Monday, 27 January 2014 , ora 11.44
 
The pianist Dana Ciocârlie will be in Lausanne tonight, 27th January, 2014, together with the local symphonic orchestra and the pianist and conductor Christian Zacharias.


Dana Ciocârlie, this year has had a very beautiful and interesting start for you. What are some of the challenges you’re facing?

It has been a very full beginning of the year. There are a lot of things to play, one after the other, in very quick succession. I have the privilege to play once again Mozart’s Concerto for two pianos, together with Christian Zacharias and the Orchestra of Lausanne. This time it will be in Lausanne, on 27th and 28th January, and then I’ll hop on a plane to play on the 30th, to the La Folle Journée Festival in Nantes, which will be dedicated to American music this year. So, I will have two recitals with violinist Jean Marc Philips, with American compositions, such as, Amy Beach, Elena Rough, a contemporary composer and with sonatas by William Bolcom. When I return from Nantes I will take part in a memorial concert, commemorating the First World War, at the Opera Bastille in Paris, where I will play compositions by Ravel, such as Le Tombeau de Couperin and the series by Darius Milhaud, songs composed or dedicated to the memory of French musicians who died in the First World War. The series will end with a cello and piano recital with Sebastian van Kujik, in Paris at the Salle Cortot, on 10th February.

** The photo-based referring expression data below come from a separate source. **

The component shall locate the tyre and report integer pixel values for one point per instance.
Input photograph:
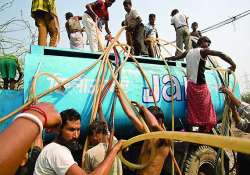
(202, 161)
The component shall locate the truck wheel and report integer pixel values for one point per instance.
(202, 161)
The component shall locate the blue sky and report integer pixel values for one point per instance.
(233, 39)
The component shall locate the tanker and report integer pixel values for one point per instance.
(79, 93)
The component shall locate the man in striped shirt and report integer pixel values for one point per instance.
(45, 16)
(200, 110)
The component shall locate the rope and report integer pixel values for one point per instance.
(232, 143)
(29, 102)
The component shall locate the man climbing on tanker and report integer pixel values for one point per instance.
(154, 118)
(74, 31)
(200, 110)
(180, 23)
(96, 11)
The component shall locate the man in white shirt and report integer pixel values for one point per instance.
(135, 28)
(56, 157)
(99, 138)
(151, 35)
(180, 23)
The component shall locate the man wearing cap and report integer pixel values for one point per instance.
(95, 12)
(200, 110)
(180, 23)
(45, 15)
(74, 31)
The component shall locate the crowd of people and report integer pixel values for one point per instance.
(140, 37)
(27, 154)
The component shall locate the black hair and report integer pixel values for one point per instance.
(151, 15)
(157, 112)
(194, 24)
(68, 15)
(203, 39)
(98, 127)
(175, 11)
(69, 115)
(127, 2)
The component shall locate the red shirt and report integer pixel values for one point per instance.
(100, 9)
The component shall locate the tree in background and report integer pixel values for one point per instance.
(16, 35)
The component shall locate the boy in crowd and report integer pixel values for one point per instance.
(180, 23)
(96, 11)
(8, 66)
(74, 31)
(135, 27)
(195, 34)
(150, 35)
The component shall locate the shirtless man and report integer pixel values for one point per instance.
(154, 118)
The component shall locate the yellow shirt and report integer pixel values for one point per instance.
(43, 5)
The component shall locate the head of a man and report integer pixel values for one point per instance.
(203, 42)
(70, 128)
(151, 19)
(109, 2)
(158, 113)
(68, 15)
(127, 4)
(98, 132)
(174, 12)
(194, 26)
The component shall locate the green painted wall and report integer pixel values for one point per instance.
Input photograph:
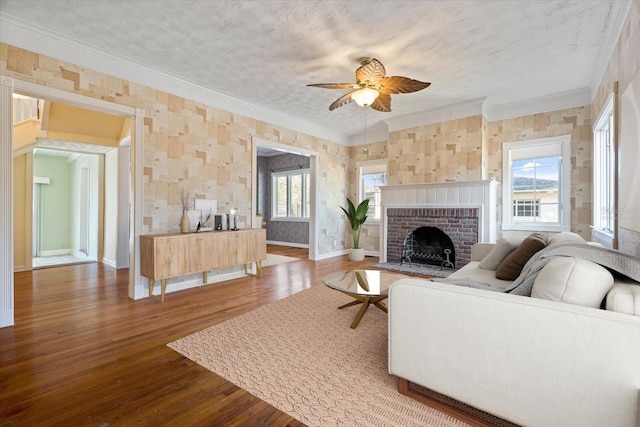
(55, 206)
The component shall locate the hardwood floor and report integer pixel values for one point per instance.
(82, 353)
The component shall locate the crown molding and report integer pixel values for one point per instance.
(556, 101)
(40, 40)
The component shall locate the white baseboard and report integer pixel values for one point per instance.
(331, 254)
(109, 262)
(54, 252)
(6, 318)
(293, 245)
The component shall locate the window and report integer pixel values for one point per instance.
(291, 195)
(526, 208)
(371, 176)
(536, 194)
(604, 171)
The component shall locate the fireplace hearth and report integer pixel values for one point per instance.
(465, 211)
(429, 245)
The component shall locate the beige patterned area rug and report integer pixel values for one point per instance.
(300, 355)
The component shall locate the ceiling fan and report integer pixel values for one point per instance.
(372, 87)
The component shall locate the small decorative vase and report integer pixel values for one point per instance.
(356, 254)
(185, 224)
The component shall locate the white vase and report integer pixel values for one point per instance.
(356, 254)
(185, 224)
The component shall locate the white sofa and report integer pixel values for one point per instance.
(531, 361)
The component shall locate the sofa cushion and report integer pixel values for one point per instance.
(574, 281)
(473, 271)
(501, 249)
(564, 237)
(624, 297)
(511, 266)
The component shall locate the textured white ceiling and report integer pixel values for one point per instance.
(266, 52)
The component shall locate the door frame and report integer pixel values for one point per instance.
(7, 86)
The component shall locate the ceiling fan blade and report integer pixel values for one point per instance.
(343, 100)
(382, 103)
(371, 71)
(335, 85)
(397, 84)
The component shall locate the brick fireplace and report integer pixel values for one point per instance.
(465, 211)
(460, 224)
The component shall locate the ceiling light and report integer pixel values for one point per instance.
(365, 97)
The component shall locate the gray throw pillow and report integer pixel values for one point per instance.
(499, 252)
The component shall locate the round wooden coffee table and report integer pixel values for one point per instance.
(365, 286)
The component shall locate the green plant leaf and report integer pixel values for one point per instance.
(362, 281)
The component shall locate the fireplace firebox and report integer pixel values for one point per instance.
(429, 245)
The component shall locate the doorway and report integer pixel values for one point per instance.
(306, 162)
(132, 208)
(66, 203)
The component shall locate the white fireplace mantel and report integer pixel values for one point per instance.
(482, 195)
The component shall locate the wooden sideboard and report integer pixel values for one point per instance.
(163, 256)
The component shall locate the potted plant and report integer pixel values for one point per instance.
(357, 217)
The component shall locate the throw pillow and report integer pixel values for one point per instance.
(564, 237)
(574, 281)
(498, 253)
(511, 266)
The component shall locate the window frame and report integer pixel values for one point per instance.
(604, 169)
(362, 166)
(561, 144)
(305, 175)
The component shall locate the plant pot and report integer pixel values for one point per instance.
(356, 254)
(185, 224)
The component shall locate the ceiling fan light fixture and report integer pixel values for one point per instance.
(365, 97)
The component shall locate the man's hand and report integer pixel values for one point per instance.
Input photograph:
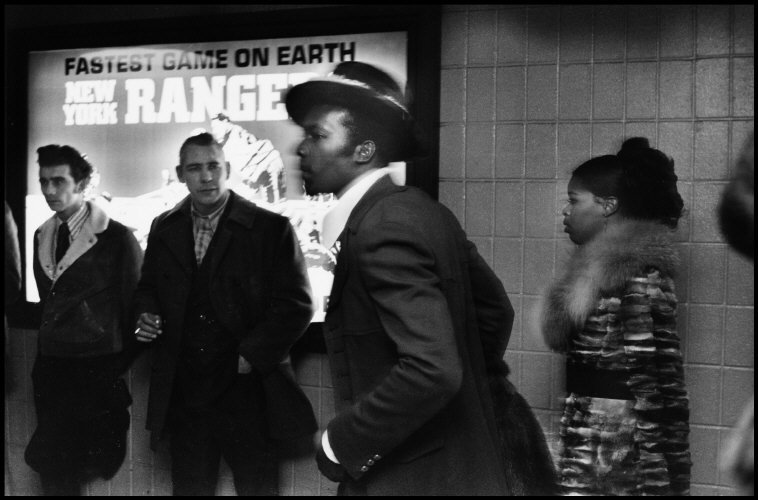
(148, 327)
(243, 366)
(331, 470)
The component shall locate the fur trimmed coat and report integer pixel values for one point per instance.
(613, 313)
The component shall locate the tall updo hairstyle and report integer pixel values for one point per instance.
(641, 177)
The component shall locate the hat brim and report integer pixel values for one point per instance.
(301, 98)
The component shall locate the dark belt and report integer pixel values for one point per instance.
(590, 381)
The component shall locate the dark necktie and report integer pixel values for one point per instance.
(62, 244)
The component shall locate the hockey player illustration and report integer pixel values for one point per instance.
(257, 168)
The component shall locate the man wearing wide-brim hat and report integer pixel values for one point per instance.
(416, 319)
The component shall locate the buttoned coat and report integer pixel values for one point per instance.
(259, 290)
(414, 413)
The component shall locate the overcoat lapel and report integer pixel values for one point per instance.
(379, 190)
(177, 236)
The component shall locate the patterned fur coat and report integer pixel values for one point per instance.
(602, 267)
(624, 429)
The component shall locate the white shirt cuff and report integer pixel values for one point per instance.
(328, 449)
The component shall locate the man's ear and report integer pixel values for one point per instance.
(610, 205)
(364, 152)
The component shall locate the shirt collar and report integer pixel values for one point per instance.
(336, 218)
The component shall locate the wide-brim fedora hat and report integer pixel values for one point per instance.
(363, 88)
(354, 85)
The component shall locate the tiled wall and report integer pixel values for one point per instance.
(528, 93)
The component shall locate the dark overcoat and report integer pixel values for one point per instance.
(414, 413)
(259, 290)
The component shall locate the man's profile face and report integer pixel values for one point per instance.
(205, 172)
(62, 193)
(326, 159)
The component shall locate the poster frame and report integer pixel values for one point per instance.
(420, 22)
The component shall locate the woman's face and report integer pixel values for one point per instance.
(583, 215)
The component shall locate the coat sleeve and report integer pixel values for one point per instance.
(130, 273)
(494, 312)
(398, 269)
(290, 306)
(146, 292)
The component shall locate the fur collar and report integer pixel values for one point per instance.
(602, 267)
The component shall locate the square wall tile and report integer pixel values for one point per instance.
(543, 29)
(704, 447)
(452, 151)
(574, 92)
(451, 195)
(517, 332)
(609, 29)
(484, 248)
(540, 151)
(712, 87)
(535, 380)
(684, 229)
(513, 360)
(711, 150)
(712, 29)
(509, 151)
(642, 31)
(675, 91)
(705, 226)
(508, 264)
(739, 387)
(452, 95)
(704, 387)
(480, 94)
(702, 346)
(744, 29)
(509, 209)
(532, 327)
(675, 140)
(740, 280)
(743, 86)
(480, 144)
(741, 131)
(479, 204)
(511, 93)
(541, 93)
(576, 33)
(641, 95)
(453, 46)
(608, 91)
(677, 31)
(707, 271)
(539, 262)
(482, 37)
(607, 138)
(573, 147)
(739, 337)
(540, 209)
(511, 35)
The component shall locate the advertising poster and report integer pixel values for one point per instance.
(130, 108)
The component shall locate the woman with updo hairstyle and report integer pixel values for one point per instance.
(624, 429)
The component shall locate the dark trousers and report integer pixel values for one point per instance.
(233, 427)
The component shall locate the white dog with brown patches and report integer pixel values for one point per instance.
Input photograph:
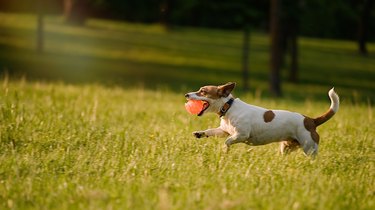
(253, 125)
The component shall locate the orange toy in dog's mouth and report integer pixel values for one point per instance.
(196, 107)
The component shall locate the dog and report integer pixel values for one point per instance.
(253, 125)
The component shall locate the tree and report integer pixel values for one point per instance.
(245, 57)
(276, 51)
(40, 27)
(363, 26)
(75, 11)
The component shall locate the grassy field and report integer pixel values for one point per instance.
(97, 121)
(118, 53)
(92, 147)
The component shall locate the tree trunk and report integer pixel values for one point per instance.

That is almost two weeks of extremely varied programmes, with a vast repertoire, I would say, from the classical to the very contemporary. After this journey to Switzerland and France, do you still have the time to think about recording or other concerts and recitals?

The recording continues, because once every six month I play in public Schumann’s complete works. There will be two recitals in May, and they are recorded live, at the Byzantine Hall of the Romanian Embassy in Paris and this year I have two more contemporary music recordings schedules, works by two composers who have dedicated me new songs, and Jacques Luneau, who has just had an extraordinary creation in Paris. So Jacques Luneau’s will be a composition for piano and violin, and there will be a very important, very long cycle by Olivier Plounard, for solo piano. I will record all of these throughout 2014.


Is there any special project for your following years, are there any complete works you intend to play?

Schumann’s complete works is my life’s special project. I don’t know when that will end, because there are 16 concerts, about two or three a year, so I have only reached the sixth concert so far; it will take some time considering the size of the project. I think it’s a good long-term plan.